Allison Platt, a senior planner with the city, said allowing for mixed uses and creating a walkable neighborhood is something the city feels can help accommodate growth.
"It's really expensive to serve infrastructure as we keep growing out in the city, whereas in the center of the city where we have that base infrastructure we have that access to a complete neighborhood and complete access to services," Platt said.
"You're actually going to reduce your vehicle miles traveled by encouraging that denser development in the center of the city where people can walk to things, where people can access goods in a shorter trip distance."
After the planning commission decided to move forward with code changes Monday night, the proposals to make development easier will be in front of Bend City Council on Feb. 5 for a public hearing.
And the city has other ideas for the Bend Central District.
It's starting to look at the Bend Central District as a possible new location for city hall, which has outgrown the downtown location and uses several nearby office spaces.

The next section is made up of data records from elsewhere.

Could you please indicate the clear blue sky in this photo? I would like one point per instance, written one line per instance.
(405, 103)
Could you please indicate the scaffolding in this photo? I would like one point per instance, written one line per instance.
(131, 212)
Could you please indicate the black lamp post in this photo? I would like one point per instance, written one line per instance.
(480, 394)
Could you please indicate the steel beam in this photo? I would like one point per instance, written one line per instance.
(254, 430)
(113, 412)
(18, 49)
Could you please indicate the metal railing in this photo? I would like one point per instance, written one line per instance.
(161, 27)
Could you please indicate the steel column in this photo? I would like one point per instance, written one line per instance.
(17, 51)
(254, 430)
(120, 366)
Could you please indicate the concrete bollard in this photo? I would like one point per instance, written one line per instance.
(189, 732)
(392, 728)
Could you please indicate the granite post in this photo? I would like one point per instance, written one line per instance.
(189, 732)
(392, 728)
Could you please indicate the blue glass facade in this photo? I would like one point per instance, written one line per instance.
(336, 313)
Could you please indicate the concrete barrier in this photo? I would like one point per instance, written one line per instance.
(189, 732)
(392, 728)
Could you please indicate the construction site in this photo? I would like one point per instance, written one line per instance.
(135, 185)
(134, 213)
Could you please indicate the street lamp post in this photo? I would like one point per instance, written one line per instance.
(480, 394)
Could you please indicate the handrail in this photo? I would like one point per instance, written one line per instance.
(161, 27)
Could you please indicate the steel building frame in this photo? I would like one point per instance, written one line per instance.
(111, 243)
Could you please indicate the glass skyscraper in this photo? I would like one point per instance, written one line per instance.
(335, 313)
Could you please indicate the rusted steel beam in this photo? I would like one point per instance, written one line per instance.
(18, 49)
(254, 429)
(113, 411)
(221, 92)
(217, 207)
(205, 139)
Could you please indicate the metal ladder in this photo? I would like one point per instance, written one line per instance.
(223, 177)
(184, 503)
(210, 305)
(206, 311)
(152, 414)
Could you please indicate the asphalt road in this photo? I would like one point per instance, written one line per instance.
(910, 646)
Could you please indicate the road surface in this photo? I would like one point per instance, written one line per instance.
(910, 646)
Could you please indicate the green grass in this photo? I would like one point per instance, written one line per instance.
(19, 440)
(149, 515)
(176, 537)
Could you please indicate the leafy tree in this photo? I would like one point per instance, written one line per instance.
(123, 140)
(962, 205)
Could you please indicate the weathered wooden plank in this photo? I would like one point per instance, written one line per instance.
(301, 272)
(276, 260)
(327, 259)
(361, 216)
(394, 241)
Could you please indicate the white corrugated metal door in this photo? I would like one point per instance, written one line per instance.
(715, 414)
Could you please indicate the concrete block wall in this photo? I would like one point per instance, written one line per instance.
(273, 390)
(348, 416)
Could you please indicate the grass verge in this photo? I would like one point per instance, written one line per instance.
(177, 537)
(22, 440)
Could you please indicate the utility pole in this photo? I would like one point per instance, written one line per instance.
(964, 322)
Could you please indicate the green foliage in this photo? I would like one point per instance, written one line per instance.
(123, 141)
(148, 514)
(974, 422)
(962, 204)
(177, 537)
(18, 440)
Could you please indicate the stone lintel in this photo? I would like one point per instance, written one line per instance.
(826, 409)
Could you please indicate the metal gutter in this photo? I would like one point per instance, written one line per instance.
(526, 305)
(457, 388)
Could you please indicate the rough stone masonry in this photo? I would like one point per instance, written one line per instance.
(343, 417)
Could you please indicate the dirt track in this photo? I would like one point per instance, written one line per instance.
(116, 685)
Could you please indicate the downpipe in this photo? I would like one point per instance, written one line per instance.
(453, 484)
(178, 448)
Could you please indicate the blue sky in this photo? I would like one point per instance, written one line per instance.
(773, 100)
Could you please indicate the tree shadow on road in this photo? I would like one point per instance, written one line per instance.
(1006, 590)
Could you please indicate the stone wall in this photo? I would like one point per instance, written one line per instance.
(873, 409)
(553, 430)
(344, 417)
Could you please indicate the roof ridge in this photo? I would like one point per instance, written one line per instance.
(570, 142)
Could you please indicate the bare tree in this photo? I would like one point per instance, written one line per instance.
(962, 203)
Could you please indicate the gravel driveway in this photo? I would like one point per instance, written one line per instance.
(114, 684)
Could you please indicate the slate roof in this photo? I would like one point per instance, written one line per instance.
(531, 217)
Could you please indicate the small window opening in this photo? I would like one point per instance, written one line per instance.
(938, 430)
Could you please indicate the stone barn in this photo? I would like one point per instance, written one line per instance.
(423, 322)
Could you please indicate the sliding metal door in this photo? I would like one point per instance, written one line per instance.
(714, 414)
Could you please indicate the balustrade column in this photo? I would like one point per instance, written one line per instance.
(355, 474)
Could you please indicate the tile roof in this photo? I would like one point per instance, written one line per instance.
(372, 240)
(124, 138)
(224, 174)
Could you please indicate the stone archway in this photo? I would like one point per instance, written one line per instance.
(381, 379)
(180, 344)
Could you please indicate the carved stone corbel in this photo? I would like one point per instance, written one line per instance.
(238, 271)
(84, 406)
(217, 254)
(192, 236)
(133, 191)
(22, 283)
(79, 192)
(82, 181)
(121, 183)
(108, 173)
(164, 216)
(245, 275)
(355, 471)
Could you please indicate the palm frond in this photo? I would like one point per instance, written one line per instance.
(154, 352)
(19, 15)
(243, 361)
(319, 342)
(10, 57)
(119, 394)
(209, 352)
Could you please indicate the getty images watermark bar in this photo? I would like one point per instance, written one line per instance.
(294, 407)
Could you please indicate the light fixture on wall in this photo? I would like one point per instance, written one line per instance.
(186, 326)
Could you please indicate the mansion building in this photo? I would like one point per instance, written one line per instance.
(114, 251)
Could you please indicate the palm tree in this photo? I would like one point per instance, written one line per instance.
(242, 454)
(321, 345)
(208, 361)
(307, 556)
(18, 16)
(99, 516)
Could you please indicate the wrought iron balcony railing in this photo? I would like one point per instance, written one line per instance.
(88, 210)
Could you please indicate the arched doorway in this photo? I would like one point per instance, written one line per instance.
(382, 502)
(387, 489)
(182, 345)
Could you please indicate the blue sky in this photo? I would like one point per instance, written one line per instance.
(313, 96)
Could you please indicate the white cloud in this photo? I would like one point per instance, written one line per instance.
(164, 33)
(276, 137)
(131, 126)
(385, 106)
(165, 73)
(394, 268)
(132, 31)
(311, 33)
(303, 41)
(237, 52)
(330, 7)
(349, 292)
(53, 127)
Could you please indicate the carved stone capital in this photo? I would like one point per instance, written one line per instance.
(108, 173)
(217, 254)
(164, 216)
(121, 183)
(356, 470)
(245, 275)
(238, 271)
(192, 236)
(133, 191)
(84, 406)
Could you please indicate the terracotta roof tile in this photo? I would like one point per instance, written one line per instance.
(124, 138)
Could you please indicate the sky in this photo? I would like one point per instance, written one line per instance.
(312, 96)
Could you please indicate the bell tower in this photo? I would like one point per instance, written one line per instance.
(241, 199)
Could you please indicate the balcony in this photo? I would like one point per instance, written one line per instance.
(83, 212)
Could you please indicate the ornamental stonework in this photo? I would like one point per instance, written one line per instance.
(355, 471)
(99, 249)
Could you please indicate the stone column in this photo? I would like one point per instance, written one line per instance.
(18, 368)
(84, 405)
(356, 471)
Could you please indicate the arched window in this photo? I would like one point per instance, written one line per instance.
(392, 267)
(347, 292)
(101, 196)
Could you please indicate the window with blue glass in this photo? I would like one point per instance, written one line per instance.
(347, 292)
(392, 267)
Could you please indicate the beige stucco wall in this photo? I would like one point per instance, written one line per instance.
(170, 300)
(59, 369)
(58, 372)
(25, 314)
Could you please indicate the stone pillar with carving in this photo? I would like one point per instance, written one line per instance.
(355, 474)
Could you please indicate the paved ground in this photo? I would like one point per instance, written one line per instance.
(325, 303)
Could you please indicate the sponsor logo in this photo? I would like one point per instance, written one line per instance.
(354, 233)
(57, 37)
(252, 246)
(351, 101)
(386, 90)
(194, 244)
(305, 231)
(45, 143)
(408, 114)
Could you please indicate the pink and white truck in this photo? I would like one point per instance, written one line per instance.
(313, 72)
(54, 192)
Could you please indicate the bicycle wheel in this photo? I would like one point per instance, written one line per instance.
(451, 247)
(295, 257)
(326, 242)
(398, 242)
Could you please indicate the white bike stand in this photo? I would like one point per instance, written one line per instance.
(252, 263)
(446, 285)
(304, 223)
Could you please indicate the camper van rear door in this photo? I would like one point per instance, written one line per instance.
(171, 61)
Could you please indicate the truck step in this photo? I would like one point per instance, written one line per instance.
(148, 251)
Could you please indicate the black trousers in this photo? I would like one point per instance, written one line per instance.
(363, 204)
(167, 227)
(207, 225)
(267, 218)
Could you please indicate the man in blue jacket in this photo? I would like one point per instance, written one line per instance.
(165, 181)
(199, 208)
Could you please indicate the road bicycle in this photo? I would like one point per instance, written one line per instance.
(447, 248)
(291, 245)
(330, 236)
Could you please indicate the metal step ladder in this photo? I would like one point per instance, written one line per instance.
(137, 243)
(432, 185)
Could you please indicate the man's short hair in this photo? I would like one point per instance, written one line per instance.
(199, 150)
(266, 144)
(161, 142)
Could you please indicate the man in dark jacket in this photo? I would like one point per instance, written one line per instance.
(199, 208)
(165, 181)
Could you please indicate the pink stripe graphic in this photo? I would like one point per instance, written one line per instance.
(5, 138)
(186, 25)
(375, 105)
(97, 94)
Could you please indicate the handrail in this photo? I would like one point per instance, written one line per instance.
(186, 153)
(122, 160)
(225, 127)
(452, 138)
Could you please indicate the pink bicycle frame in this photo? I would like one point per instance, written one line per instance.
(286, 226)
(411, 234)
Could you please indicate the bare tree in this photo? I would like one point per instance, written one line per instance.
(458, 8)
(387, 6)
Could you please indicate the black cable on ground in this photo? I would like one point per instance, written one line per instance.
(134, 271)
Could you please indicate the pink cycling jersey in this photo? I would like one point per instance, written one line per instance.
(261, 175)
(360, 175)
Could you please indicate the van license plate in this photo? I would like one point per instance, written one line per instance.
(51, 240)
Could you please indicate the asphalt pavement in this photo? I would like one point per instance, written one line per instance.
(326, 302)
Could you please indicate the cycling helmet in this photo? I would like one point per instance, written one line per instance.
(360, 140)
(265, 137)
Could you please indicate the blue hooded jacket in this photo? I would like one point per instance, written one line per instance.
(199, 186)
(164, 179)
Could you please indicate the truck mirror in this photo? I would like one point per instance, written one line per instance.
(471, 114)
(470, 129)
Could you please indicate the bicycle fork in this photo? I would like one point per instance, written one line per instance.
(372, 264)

Platt said as the city has grown, the true center of the city has moved more to the east.
That makes the Bend Central District a more easily accessible spot for the entire city.
"It's likely that the center of the city will only move more east as the city grows, and so looking at a city hall that is in a more central location can serve all constituents in an easily accessible location," Platt said.
"And I also think we're concerned about parking in downtown and taking away some really prime real estate for commercial activity to take place in downtown."
Right now, the city is still looking to see if it would be able to place city hall in the Bend Central District.
It would have to secure funding for the project if they do decide to move forward with it.